The fusion produces enormous amounts of heat that could be used to produce steam to power turbines and generators just as commercial fission reactors operate today.

There are several private research and development companies that are working to develop fusion reactions controlled by extremely powerful magnets rather than the force of lasers. California-based TAE Technologies has developed fusion experiments creating and magnetically controlling 135 million-degree plasma. (See TAE: Fusion Reactor Controls 135M-degree Plasma.)

TAE’s goal is to build the hardware and a process to produce 180 million-degree plasma, the point at which fusion can continue, again controlled by ultra-powerful magnetic fields.
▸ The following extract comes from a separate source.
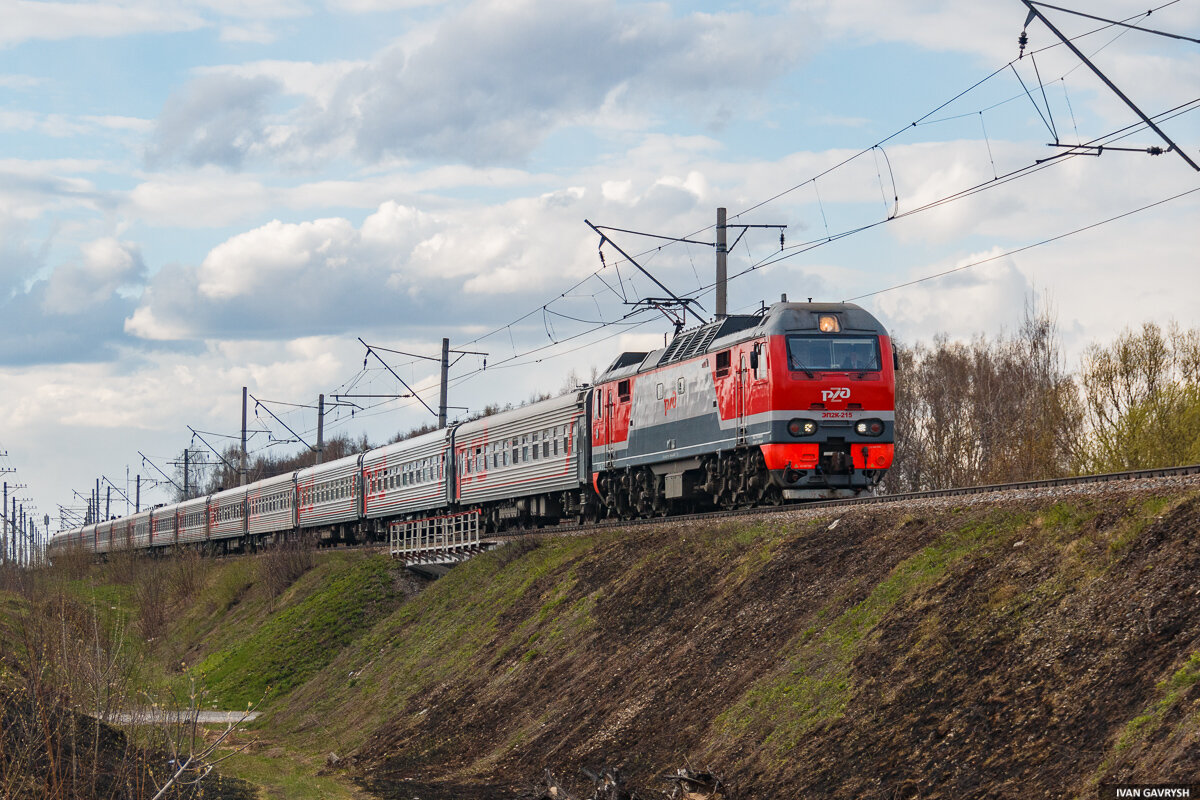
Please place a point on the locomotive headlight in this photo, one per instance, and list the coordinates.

General Fusion, a Canadian company, earlier this week announced it had achieved a milestone: controlling the superheated plasma with compression alone for brief periods rather than with magnetic fields or lasers.

LLNL Director Kim Budil said the competing technologies will “feed off each other” in the future. “Many technologies will grow out of both fields in addition to the path to a fusion power plant. I think having both [technologies] is important.

“If we could not ignite capsules in the laboratory, you could not see a pathway to an inertial confinement fusion energy plant,” she said. “So this was a necessary first step.” She noted that the laser array at the lab “was built on 1980s laser technology.”

“We need to bring modern technology approaches to the drivers. We need to think about all the system questions.”